Copper, along with related exchange traded funds, are on a multi-year decline and the ongoing bear market may get worse before it gets better.

Since the February 2011 high, the iPath Dow Jones-UBS Copper Subindex Total Return ETN (NYSEArca: JJC), an exchange traded note, has declined 54.3%.

Year-to-date, JJC decreased 17.5%, the iPath Pure Beta Copper ETN (NYSEArca: CUPM) fell 11.1% and United States Copper Index ETF (NYSEArca: CPER) dropped 15.3%.
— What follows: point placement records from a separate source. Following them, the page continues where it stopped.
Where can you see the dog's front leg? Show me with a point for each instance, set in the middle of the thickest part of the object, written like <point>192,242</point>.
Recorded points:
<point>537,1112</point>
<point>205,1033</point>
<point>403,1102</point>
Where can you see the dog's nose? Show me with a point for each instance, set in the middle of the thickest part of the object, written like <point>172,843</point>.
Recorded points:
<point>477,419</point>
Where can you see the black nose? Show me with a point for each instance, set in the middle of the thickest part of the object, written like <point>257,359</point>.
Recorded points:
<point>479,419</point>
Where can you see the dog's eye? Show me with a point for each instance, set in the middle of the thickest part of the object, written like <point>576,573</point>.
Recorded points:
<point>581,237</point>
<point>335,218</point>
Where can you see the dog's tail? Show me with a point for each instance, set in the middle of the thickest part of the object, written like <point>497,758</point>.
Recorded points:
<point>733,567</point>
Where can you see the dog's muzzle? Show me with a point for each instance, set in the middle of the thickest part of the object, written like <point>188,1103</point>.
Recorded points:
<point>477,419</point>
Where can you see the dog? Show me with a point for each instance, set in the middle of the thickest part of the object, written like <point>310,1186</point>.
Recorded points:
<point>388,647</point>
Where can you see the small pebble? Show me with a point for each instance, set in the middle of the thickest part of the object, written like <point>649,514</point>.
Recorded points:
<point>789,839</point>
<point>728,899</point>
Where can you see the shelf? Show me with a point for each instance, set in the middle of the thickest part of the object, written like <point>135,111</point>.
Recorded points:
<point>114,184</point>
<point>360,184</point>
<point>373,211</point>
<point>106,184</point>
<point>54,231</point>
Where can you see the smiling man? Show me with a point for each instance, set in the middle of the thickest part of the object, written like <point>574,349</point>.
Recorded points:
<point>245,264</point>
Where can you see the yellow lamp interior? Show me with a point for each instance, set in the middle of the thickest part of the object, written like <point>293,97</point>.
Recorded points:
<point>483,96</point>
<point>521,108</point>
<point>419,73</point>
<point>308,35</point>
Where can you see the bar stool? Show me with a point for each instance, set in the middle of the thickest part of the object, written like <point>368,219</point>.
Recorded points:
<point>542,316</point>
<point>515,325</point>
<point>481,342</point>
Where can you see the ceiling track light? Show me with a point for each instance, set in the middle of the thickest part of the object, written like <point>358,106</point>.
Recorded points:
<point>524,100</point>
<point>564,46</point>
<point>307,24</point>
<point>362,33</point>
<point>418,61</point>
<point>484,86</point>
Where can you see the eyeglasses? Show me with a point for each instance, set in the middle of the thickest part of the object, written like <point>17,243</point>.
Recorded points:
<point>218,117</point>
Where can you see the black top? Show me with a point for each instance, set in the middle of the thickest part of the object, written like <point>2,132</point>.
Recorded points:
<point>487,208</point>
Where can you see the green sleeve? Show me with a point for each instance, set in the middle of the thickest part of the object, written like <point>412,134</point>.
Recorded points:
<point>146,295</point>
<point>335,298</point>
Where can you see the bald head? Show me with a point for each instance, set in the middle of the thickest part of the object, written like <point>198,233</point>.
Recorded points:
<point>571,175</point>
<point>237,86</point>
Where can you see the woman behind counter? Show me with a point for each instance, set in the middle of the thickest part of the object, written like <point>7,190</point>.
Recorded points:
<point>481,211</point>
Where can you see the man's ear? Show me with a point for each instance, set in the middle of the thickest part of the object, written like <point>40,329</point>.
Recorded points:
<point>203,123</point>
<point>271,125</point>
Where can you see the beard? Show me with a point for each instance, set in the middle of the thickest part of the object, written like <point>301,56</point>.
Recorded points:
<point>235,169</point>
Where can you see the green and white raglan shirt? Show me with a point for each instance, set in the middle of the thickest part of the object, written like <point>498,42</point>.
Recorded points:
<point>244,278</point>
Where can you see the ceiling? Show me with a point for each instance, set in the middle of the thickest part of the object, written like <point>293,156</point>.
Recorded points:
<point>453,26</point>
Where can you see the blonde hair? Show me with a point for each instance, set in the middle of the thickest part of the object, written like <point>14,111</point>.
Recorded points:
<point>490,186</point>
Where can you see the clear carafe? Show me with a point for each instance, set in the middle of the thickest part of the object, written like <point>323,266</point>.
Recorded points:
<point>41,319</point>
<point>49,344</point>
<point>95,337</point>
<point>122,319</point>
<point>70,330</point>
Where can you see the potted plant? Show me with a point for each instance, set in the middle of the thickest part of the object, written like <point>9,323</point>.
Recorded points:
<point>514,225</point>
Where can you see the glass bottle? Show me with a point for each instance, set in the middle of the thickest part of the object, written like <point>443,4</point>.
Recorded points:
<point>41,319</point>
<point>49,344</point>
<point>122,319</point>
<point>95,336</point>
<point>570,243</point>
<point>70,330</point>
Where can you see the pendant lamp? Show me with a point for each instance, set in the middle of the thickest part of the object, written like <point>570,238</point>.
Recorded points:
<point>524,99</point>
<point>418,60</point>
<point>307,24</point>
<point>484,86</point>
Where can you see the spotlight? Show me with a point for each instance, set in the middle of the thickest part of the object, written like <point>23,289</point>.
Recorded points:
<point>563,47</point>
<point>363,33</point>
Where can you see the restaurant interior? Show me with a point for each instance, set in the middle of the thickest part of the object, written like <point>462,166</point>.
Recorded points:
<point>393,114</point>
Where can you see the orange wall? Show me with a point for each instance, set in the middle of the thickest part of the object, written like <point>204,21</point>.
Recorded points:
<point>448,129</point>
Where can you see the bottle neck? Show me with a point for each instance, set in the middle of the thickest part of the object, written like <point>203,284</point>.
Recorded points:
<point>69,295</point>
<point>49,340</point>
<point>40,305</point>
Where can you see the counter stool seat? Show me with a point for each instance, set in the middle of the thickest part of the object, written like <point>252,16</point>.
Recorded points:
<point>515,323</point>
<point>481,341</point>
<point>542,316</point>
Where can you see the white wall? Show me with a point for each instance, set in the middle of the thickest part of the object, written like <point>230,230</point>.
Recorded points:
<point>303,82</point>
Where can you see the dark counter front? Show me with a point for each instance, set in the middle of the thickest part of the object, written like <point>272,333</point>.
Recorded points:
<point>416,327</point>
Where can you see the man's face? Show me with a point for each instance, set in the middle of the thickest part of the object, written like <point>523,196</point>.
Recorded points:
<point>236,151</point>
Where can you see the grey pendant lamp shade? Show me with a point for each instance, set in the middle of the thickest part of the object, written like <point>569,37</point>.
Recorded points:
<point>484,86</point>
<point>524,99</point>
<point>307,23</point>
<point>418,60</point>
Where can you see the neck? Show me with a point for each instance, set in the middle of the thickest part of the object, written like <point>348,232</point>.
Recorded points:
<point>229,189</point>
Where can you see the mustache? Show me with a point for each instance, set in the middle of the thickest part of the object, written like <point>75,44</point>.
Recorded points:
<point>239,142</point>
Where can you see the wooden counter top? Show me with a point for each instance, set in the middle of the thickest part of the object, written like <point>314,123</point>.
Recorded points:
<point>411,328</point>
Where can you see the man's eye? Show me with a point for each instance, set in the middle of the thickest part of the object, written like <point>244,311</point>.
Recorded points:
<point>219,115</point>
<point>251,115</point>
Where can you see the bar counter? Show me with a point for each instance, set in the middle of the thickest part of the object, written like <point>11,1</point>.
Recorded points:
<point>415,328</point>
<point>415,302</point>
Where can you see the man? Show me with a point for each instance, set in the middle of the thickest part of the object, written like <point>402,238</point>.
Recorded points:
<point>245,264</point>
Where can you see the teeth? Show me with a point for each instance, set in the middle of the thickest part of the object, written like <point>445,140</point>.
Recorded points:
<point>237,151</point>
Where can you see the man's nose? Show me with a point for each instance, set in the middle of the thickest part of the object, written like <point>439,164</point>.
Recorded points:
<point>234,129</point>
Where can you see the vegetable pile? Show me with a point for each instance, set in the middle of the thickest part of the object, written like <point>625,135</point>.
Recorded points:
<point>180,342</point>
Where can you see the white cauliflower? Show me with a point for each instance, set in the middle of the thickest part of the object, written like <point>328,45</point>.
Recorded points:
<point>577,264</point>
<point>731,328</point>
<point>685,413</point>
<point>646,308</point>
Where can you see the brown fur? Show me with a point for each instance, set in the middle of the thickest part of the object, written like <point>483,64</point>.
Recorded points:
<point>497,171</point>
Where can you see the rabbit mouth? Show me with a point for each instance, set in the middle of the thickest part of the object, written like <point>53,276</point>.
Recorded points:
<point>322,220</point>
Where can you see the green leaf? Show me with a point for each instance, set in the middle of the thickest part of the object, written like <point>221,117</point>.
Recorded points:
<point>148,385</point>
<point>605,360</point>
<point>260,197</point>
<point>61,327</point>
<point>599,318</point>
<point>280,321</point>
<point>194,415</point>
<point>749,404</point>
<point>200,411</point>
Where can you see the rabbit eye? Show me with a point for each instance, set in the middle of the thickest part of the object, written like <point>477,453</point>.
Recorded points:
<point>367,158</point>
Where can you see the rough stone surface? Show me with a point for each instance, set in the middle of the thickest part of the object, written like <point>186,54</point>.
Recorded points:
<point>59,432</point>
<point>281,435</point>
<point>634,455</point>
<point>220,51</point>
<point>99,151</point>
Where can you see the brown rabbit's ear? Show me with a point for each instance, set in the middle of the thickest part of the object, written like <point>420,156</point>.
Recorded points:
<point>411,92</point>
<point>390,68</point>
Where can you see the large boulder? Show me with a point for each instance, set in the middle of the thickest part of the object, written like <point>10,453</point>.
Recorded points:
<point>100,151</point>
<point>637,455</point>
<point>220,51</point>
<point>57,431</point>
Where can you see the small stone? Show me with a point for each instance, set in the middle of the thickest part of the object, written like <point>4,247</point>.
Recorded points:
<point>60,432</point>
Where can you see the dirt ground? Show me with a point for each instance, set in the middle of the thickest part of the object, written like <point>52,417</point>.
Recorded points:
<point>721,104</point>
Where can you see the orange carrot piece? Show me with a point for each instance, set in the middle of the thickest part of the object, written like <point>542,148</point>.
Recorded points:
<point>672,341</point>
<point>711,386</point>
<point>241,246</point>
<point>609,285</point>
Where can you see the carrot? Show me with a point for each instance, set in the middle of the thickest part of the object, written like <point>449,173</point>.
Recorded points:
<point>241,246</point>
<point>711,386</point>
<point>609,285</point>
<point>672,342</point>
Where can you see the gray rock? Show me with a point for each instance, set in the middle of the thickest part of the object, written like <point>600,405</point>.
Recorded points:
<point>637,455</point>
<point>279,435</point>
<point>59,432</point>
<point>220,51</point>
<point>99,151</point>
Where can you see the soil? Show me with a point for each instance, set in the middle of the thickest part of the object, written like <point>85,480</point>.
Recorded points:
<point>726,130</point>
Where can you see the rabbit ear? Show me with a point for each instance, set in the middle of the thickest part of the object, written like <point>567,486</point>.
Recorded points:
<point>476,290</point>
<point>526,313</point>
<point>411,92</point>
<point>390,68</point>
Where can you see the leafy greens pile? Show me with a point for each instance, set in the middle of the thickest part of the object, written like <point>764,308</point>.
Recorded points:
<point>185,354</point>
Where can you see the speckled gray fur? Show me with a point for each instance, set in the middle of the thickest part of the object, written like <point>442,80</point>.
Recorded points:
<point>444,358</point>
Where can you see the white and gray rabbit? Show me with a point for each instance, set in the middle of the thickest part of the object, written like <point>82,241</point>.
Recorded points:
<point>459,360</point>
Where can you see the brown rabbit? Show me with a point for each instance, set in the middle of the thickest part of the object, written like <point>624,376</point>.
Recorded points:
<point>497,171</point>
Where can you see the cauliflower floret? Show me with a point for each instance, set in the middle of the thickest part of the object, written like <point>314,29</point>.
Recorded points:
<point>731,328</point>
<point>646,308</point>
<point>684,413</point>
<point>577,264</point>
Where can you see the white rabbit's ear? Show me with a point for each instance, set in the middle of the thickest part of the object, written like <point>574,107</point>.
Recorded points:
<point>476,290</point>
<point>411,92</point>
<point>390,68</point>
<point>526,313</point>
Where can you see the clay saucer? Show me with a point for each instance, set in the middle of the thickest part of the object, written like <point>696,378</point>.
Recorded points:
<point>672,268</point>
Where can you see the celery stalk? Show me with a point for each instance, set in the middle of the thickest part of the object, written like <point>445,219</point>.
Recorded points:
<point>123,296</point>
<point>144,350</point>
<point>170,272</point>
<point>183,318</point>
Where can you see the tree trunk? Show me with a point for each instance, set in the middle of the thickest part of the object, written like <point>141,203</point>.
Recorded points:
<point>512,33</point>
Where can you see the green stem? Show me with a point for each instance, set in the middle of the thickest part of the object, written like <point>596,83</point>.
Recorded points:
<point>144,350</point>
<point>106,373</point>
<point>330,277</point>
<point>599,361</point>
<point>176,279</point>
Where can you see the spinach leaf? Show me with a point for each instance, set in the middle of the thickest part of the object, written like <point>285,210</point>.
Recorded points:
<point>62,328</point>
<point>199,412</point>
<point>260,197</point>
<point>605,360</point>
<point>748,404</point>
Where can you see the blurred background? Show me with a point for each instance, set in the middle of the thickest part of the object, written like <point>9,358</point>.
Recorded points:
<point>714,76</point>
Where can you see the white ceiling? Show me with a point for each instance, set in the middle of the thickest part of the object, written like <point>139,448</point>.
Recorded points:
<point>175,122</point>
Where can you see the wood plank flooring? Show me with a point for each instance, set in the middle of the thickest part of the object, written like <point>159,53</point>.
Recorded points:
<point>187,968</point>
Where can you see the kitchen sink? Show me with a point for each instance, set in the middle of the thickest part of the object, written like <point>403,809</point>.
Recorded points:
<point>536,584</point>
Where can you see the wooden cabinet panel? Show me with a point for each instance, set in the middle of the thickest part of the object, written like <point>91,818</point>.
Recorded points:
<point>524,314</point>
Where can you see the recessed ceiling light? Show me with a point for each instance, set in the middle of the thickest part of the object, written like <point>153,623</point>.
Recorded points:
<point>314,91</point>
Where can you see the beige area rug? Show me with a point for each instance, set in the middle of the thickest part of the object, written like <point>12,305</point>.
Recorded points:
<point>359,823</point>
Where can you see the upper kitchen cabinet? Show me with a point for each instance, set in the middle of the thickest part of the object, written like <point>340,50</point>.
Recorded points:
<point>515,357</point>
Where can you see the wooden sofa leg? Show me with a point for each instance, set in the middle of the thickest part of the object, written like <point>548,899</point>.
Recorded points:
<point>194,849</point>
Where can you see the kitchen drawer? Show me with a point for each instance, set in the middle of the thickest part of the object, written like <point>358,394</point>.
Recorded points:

Additionally, the producers equities-backed First Trust ISE Global Copper Index Fund (NasdaqGM: CU) was down 20.7% and Global X Copper Miners ETF (NYSEArca: COPX) was 20.0% lower so far this year.

Goldman Sachs argues that the base metal is headed for a seven-year-long bear market cycle, reports Aza Wee Sile for CNBC.

“It is, in our view, highly likely that the four-year trend decline in copper prices is set to continue through at least 2018,” Goldman Sachs said in a note.

Consequently, the bank has cut its three-, six- and 12-month copper forecasts to $5,200, $4,800 and $4,800 per ton, respectively from $5,500, $5,550 and $5,200. In contrast, the industrial metal rallied to a high of over $10,000 metric ton in 2011 on huge demand from China’s housing boom.